Like Your Life Depends on It
by Memory in Crimson
Summary: Instead of kidnapping Nabu, Duman kidnaps Riven, of all people, in order to help him with his illness. But the cure might be more awkward for Riven than for the patient.


**Warnings:** Sexual situations with poorly-written humour thrown in. Strong language.

 **Dedicated to** all the poorly-written smut that ever there was.

* * *

"Like Your Life Depends On It"  
By Crimson Memory

Riven sneered at the whimpering wizard with the pink mohawk, who lay in the arms of the blond wizard. What a miserable sight! he thought. If the shoe were on the other foot—if he or any of his friends or the girls had fallen ill, those wizards would have taken advantage of them! But _noooo!_ The Winx Club and the Specialists just had to be bigger than that. They just had to show mercy to a pack of murderous, wing-ripping maniacs!

 _What a crock…_

"We'll take him to Gardenia."

Riven looked at Nabu.

 _What?_ he thought. Was Nabu out of his mind? Had he eaten the earthling chocolate pastries with the hallucinogenic plant again? (Boy, that had been an interesting Friday night…) They couldn't seriously divert the journey to Tir Nan Og for this… this… jerk-face.
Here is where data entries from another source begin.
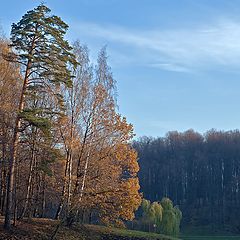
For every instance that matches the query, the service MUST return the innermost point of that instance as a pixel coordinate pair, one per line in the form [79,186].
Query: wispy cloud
[203,47]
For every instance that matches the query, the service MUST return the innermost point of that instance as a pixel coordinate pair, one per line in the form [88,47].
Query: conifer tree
[44,56]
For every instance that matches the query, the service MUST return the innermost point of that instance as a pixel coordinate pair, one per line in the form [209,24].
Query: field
[44,228]
[210,237]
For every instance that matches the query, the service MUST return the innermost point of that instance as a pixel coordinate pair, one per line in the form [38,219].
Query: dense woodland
[200,173]
[64,148]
" _Noooo_ way!" Riven protested, waving his arms dismissively. "No way, no way, nowayno—oof!"

Musa's elbow made contact with his gut. Riven rubbed his bruised belly and took two steps from her.

Damned women… Always thinking they could shove him around! And if not that, they were abandoning him, like his miserable mother, or cheating on him, like Musa had with the music executive (although the exec was strictly professional about their relationship… and he was betrothed and respected that betrothal! Although, come to think about it… he had looked at Riven kinda… fondly?).
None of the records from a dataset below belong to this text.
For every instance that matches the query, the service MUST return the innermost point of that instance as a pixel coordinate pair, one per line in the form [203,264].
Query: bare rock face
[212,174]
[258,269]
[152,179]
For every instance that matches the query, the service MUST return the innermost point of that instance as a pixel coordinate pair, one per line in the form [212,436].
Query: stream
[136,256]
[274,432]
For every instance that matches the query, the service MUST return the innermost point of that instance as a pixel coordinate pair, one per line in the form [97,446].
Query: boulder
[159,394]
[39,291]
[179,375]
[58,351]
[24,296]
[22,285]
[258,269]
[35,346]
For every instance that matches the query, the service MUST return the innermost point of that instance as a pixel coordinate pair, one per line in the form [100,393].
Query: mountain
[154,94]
Anyway… Back to Nabu prattling about knowing many spells, so on, so forth.

"Alright, then," said Bloom. "The Specialists will take Duman back to their flat."

"Our flat?" Riven bristled. "Hell no, hell no, hellnohell— _augh!_ "

He was pretty sure that Musa had just ruptured something important. He made a note to let Nabu look his aching body after the shifty shape-shifter.

"We'll accompany the rest of the Wizards to Tir Nan Og," continued Tecna.

Riven bit his tongue and crossed his arms (40% of out scorn for this asinine idea and 60% out of the need to protect his bruised ribs, just in case).

Once the rather asinine plan was agreed upon, Nabu opened a wormhole, leading directly to the Specialists' flat.

"Timmy and Riven will help me take care of Duman—"

What?

"—while the rest of you will gather the supplies I need."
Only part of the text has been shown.